Effect of Fe2O3 on Sm-doped ceria system solid electrolyte for IT-SOFCs

The effect of Fe2O3 addition (0–2.5 mol%) on the densification, crystal structure, ionic conductivity, and aging behavior of Ce0.8Sm0.2O1.9 (SDC) was studied. The addition of Fe2O3 promotes densification, reducing sintering temperature by ∼100–150 °C. X-ray diffraction showed that these materials exhibit a fluorite structure; a second phase of Fe2O3 is identified when Fe2O3 content was ≥1.5 mol%. Impedance spectroscopy measurements indicated that SDC with 0.25 mol% Fe2O3 has the highest conductivity, about 10% higher than that of SDC at 700 °C. Conversely, a reduction in conductivity is observed in all samples after aging in air at 800 °C for 120 h. Because of the harmful effect of aging, conductivity rapidly decreases as Fe2O3 content in the samples exceeded 0.25 mol%. However, SDC with 0.25 mol% Fe2O3 shows the same magnitude of decrease in conductivity compared with that of SDC after aging. This indicates that SDC with 0.25 mol% Fe2O3 continues to present the best conductivity even after high-temperature aging.

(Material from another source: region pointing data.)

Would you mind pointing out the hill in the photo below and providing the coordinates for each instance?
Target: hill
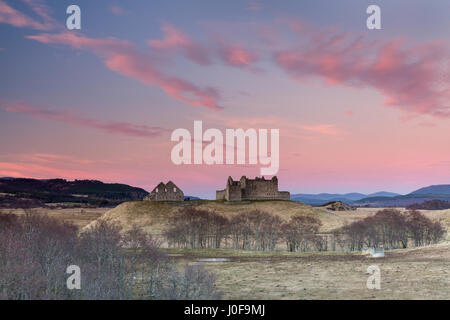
(20, 192)
(153, 216)
(417, 197)
(323, 198)
(435, 189)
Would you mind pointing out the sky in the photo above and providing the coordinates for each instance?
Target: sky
(358, 110)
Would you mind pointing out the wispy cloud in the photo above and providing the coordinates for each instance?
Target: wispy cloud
(174, 39)
(118, 10)
(408, 76)
(13, 17)
(114, 127)
(122, 57)
(254, 6)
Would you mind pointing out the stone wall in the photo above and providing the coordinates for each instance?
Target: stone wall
(252, 189)
(166, 192)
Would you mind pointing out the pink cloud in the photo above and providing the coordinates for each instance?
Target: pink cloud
(11, 16)
(327, 129)
(254, 6)
(175, 39)
(115, 127)
(122, 57)
(236, 55)
(349, 112)
(406, 76)
(118, 10)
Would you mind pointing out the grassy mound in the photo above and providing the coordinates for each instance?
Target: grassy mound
(153, 216)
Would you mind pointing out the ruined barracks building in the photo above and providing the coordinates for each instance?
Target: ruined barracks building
(249, 189)
(166, 192)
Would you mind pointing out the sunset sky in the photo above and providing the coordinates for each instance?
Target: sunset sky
(358, 110)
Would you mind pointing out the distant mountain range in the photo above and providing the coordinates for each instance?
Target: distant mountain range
(322, 198)
(379, 199)
(21, 192)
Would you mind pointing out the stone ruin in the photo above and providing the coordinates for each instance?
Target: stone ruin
(166, 192)
(249, 189)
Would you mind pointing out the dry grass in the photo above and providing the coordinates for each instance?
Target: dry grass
(443, 216)
(421, 273)
(153, 216)
(81, 217)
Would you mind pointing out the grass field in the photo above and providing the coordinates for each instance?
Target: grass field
(153, 216)
(422, 273)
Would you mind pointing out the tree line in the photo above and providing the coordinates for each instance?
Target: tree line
(36, 250)
(254, 230)
(258, 230)
(390, 228)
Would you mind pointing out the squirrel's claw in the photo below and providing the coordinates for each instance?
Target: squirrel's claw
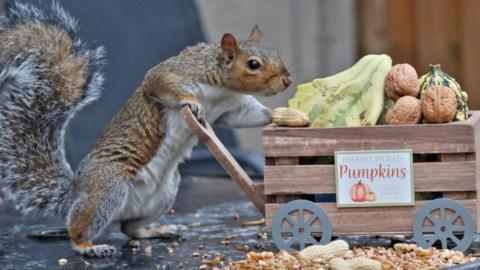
(99, 251)
(199, 112)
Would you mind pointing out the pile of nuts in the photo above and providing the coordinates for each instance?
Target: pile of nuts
(401, 256)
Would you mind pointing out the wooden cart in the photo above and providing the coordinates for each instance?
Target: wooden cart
(299, 167)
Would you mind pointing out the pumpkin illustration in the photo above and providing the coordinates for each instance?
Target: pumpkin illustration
(359, 192)
(371, 197)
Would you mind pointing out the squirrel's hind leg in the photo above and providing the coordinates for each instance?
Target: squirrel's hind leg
(91, 214)
(140, 229)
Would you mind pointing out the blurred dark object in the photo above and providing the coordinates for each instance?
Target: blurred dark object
(425, 32)
(137, 35)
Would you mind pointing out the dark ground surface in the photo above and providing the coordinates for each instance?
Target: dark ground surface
(210, 203)
(207, 203)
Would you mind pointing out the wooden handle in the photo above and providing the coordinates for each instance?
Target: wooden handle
(231, 166)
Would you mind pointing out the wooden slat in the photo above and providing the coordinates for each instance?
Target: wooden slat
(315, 179)
(457, 137)
(470, 54)
(460, 195)
(381, 220)
(223, 156)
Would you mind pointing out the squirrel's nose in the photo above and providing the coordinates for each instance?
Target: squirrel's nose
(287, 81)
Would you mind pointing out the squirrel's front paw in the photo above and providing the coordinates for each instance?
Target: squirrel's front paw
(197, 110)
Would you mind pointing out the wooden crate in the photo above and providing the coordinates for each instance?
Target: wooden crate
(299, 164)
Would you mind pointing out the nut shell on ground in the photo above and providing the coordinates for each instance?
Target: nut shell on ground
(407, 110)
(402, 80)
(439, 104)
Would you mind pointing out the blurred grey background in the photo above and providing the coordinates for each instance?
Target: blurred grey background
(314, 37)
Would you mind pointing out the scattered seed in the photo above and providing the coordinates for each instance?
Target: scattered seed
(225, 242)
(195, 254)
(134, 243)
(194, 225)
(242, 248)
(230, 237)
(62, 261)
(148, 251)
(259, 222)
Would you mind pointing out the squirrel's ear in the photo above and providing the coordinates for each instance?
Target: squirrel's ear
(256, 34)
(229, 47)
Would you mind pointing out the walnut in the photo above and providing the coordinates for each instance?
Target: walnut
(402, 80)
(439, 104)
(407, 110)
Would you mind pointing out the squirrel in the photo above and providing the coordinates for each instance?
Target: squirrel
(131, 174)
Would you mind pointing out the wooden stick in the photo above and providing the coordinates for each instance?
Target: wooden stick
(207, 135)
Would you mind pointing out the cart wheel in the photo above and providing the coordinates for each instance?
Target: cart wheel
(443, 219)
(299, 223)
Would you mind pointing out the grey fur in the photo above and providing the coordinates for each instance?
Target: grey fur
(34, 172)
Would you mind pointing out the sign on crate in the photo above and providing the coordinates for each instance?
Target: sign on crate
(374, 178)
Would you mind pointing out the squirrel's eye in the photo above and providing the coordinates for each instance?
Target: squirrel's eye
(253, 64)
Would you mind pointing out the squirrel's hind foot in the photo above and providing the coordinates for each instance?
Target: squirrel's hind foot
(95, 251)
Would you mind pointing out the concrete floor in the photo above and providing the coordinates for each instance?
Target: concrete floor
(205, 210)
(213, 203)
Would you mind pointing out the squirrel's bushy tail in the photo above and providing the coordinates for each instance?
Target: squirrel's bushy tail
(46, 75)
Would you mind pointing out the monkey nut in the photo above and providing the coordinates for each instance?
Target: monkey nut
(439, 104)
(402, 80)
(407, 110)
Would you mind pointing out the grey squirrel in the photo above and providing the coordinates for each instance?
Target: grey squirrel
(130, 176)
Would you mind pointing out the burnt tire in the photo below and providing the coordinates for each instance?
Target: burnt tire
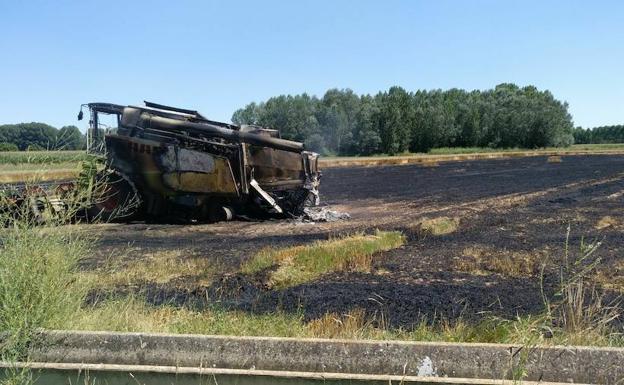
(116, 199)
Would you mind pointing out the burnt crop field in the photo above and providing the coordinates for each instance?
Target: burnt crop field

Research highlights▶ The addition of Fe2O3 promotes densification, reducing sintering temperature by ∼100–150 °C. ▶ Impedance spectroscopy measurements indicated that SDC with 0.25 mol% Fe2O3 has the highest conductivity, about 10% higher than that of SDC at 700 °C. ▶ Conversely, a reduction in conductivity is observed in all samples after aging in air at 800 °C for 120 h. Because of the harmful effect of aging, conductivity rapidly decreases as Fe2O3 content in the samples exceeded 0.25 mol%. ▶ However, SDC with 0.25 mol% Fe2O3 shows the same magnitude of decrease in conductivity compared with that of SDC after aging. This indicates that SDC with 0.25 mol% Fe2O3 continues to present the best conductivity even after high-temperature aging.